# I need a carpenter; Recommendations?



## dogtags (Apr 24, 2011)

I need a carpenter (Lakeside area) to make me a custom-designed loft bed with desk below. I have seen lots of them on the internet, but nothing is exactly what I want.

If you have any suggestions on who might be able to do this, I'd be grateful.

Another question (matter of opinion and suggestions):

Our rental house has a large two-door (black iron) gate with some bas-relief designs which I believe were originally painted gold or some other color, and the top has the typical "arrow-points" (I'm sure there is a better architectural term) on top. I was thinking about having the designs and the top "arrows" painted gold again.

HOWEVER, I am wondering: would this appear ostentatious, and attract unwanted attention; or would it be an acceptable way to boost the curb appeal of the house? We are on in la Floresta, directly on the carretera. 

If you think it's a good idea, can you recommend someone to do it. I still can't color within the lines. 

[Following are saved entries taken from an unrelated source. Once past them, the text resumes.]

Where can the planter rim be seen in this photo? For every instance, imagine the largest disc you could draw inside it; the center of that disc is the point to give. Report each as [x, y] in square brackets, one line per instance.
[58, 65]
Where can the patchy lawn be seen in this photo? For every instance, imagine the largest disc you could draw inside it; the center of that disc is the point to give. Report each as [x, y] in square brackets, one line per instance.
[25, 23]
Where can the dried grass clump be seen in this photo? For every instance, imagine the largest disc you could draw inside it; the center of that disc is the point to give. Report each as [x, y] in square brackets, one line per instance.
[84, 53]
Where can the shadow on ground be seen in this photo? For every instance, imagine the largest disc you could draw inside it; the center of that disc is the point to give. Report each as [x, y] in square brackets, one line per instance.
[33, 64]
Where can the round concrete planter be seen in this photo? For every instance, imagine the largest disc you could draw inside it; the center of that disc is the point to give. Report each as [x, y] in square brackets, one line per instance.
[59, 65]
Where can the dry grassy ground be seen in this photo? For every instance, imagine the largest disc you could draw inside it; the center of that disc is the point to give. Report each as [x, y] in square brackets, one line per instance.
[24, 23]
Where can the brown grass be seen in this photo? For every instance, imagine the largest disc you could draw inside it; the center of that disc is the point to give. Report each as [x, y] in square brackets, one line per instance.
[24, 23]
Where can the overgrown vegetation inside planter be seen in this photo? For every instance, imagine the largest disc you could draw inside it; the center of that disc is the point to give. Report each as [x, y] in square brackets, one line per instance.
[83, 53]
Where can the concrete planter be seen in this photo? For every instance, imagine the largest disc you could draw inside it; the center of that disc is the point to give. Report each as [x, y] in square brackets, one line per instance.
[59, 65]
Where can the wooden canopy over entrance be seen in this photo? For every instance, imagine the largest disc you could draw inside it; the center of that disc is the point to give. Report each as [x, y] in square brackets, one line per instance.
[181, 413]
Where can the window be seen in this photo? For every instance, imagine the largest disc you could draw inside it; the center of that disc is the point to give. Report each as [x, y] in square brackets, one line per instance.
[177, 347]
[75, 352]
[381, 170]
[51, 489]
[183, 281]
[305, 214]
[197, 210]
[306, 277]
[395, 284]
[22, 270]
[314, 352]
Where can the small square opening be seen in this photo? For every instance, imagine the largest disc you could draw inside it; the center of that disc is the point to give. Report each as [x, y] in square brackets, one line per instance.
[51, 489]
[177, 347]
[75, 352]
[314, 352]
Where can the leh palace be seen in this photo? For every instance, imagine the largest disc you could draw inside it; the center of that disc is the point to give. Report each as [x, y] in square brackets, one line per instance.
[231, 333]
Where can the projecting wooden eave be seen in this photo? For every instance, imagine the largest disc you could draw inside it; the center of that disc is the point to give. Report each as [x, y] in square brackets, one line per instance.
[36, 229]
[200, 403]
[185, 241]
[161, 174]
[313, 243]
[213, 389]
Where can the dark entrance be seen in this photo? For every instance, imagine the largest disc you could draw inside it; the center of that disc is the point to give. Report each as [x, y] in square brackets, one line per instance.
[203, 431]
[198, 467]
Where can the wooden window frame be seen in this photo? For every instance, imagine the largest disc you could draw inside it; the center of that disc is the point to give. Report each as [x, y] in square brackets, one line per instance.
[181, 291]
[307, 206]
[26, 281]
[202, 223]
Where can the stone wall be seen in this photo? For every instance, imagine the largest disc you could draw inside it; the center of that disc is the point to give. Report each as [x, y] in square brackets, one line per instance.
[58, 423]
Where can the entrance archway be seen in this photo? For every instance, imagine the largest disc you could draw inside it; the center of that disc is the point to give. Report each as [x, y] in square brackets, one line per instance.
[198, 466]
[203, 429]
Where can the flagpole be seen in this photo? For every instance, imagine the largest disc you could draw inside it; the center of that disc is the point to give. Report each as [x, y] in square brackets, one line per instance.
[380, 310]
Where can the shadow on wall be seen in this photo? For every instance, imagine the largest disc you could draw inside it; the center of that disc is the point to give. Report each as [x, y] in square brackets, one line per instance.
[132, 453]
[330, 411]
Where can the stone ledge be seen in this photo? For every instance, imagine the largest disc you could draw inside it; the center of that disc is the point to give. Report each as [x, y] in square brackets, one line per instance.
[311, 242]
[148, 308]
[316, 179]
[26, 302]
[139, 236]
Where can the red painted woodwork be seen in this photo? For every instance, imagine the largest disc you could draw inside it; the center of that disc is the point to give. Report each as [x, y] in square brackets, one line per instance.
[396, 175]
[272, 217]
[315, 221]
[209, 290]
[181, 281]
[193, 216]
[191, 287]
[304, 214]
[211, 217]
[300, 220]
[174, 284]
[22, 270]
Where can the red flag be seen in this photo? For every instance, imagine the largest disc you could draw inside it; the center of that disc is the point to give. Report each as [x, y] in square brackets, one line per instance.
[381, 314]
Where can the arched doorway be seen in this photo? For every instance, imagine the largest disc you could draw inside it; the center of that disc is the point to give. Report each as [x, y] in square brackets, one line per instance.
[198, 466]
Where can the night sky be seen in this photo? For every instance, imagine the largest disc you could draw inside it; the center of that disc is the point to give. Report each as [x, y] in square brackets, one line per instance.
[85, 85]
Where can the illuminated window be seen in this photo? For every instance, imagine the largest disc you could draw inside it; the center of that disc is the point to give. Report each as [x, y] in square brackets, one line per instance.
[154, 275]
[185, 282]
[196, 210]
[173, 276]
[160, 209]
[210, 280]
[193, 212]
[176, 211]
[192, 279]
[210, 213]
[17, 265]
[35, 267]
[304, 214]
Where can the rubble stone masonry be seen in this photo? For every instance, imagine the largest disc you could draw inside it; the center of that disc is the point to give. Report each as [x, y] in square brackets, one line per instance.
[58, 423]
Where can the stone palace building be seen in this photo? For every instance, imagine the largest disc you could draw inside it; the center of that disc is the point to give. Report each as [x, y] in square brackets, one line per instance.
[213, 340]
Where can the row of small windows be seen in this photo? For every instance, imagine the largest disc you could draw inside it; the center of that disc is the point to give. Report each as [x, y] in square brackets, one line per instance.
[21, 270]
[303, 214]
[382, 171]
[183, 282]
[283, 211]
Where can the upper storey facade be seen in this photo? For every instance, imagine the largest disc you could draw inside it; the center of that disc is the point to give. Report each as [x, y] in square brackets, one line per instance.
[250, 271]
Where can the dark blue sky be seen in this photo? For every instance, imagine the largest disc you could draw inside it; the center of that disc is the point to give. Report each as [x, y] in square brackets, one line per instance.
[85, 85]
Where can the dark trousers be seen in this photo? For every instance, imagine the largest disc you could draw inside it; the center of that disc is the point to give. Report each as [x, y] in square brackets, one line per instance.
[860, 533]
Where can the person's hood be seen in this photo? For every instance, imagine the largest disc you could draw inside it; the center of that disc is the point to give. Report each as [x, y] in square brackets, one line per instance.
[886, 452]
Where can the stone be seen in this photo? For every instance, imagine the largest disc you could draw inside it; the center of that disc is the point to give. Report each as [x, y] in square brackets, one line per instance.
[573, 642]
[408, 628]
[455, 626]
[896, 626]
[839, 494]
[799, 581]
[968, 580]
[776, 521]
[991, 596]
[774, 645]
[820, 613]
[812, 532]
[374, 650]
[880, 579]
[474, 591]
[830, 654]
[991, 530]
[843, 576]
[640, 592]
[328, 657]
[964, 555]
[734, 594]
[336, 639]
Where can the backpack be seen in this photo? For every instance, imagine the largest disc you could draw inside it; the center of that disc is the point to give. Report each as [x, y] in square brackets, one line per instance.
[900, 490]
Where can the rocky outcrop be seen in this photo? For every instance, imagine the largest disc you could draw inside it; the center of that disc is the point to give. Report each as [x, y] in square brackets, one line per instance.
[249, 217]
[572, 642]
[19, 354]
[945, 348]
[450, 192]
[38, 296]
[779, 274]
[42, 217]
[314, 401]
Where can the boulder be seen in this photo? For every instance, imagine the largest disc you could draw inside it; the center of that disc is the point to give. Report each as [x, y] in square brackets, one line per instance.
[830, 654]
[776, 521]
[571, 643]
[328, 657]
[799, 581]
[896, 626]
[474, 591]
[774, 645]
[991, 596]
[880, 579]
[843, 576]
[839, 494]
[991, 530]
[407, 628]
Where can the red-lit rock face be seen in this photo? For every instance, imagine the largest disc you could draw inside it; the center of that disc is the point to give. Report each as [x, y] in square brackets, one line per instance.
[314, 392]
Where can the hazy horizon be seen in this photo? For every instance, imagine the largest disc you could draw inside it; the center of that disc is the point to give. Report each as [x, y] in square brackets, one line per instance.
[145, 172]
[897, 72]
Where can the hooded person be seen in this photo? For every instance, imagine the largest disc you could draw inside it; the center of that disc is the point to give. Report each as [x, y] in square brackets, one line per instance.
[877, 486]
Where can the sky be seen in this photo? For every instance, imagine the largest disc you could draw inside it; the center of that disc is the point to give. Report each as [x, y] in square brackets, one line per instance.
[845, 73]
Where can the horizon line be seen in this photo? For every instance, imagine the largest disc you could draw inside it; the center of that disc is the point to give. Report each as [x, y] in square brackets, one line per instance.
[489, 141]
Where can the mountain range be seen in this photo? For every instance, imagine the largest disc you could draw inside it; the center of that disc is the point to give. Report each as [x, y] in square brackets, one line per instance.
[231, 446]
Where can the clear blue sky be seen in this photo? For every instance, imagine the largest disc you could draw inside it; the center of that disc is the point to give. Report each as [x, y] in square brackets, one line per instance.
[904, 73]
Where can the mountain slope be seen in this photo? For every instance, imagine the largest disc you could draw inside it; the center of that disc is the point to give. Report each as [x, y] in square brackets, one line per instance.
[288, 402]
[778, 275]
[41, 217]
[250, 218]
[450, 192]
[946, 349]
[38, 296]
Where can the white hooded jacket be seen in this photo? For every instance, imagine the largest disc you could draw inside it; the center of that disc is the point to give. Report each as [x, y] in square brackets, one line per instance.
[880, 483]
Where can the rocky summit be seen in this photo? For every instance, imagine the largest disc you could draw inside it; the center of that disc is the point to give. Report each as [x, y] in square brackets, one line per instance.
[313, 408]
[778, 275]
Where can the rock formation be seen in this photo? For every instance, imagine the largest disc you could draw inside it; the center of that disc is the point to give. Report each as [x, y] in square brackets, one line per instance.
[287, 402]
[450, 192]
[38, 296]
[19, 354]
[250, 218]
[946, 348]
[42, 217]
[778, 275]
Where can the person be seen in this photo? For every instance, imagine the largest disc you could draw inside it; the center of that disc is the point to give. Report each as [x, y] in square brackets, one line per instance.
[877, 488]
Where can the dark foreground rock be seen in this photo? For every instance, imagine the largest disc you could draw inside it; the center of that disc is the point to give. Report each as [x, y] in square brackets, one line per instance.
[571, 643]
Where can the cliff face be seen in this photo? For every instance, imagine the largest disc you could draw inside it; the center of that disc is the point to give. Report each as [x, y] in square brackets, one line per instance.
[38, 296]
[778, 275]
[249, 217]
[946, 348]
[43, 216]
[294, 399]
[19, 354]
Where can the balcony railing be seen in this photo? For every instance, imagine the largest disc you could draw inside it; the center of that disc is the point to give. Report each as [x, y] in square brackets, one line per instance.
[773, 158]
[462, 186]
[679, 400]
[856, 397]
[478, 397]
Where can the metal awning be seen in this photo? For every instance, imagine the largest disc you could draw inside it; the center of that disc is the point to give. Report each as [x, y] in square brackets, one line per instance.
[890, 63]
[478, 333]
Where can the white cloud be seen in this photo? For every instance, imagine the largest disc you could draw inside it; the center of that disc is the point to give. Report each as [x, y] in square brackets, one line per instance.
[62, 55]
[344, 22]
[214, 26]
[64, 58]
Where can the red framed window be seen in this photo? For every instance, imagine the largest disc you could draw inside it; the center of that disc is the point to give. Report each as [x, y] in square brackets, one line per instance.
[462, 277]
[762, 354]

The owner would have to give permission, and we may have to repaint it all black again in the end if he decides he doesn't like it.

Ideas? Opinions?

dogtags


----------



## RVGRINGO (May 16, 2007)

If you can draw what you want to build, with dimensions, there are many places to have your bed/desk built at Lake Chapala: The lumber yard on the Chapala-Ajijic highway, Mexico Rustico on the same highway, or the 'Have Hammers group from LCS, on Calle Ocampo, near Manix Restaurant.


----------